Serrat, contra el olvido

Ayer por la tarde, Joan Manuel Serrat recorrió el Museo de la Memoria, en una visita fuera de protocolo, como una manera de reconocimiento a quienes trabajan contra el olvido y por la defensa de los derechos humanos.

"Recordar lo que ha pasado es estar en el camino del progreso, no sé si éste es un museo de la memoria o contra el olvido" dijo; y agregó que "nosotros (los españoles) tuvimos que esperar 40 años y el tirano se murió en la cama. Son dos historias terribles, pero distintas".

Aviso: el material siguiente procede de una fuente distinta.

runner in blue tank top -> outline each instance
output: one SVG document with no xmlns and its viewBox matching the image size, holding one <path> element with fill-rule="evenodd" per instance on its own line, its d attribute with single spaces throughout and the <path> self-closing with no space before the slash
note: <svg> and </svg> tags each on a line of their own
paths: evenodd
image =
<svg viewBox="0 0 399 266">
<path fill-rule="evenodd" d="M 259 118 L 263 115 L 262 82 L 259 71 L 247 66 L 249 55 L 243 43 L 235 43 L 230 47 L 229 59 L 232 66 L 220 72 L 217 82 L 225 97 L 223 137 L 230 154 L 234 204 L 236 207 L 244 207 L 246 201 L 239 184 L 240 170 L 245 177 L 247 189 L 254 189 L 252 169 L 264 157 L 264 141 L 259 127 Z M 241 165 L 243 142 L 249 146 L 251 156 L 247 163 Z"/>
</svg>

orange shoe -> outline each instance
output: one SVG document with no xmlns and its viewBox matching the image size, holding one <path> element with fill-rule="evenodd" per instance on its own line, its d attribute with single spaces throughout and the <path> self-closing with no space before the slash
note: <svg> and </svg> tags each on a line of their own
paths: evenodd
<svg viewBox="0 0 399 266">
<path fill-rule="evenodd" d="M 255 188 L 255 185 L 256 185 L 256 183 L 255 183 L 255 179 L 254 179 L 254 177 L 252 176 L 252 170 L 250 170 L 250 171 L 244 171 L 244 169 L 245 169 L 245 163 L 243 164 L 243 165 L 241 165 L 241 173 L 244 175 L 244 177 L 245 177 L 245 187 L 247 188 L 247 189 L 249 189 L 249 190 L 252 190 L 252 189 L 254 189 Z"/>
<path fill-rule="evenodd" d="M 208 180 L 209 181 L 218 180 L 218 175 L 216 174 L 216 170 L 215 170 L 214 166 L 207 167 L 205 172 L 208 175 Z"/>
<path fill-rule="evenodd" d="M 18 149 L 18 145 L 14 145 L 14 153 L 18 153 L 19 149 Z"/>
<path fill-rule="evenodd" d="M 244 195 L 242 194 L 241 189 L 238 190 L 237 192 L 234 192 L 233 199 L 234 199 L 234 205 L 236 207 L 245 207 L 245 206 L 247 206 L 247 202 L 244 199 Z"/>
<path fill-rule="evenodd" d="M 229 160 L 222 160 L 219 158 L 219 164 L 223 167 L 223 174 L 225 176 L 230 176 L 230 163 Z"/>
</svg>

Al ingresar se estrechó en un fuerte abrazo con el obispo Federico Pagura; fue recibido por la secretaria de Cultura y Educación, Marina Naranjo, y saludó uno por uno a todos los integrantes del museo. Recorrió las distintas dependencias, recogió testimonios del trabajo que se realiza y recibió libros y folletos sobre la tarea que cumple la institución.

Este es el primer museo de estas características que visita en la Argentina. "Cuando ingresé y vi las bestias aquellas -dijo refiréndose a la muestra de las piezas rescatadas del museo de ciencias naturales que perteneciera a la Biblioteca Vigil-, me pareció una bella metáfora porque, a pesar de que ellas son víctimas de los humanos siempre, y que podemos ser peores que las fieras, pensé en la imagen del hombre indefenso frente al puma".

Serrat firmó el libro de visitantes, prendió en su solapa la hoja de gingko biloba (símbolo del Museo de la Memoria), se prestó gentilmente a posar para la foto con todos, agradeció las manifestaciones de afecto y se despidió prometiendo hacer conocer la tarea del museo.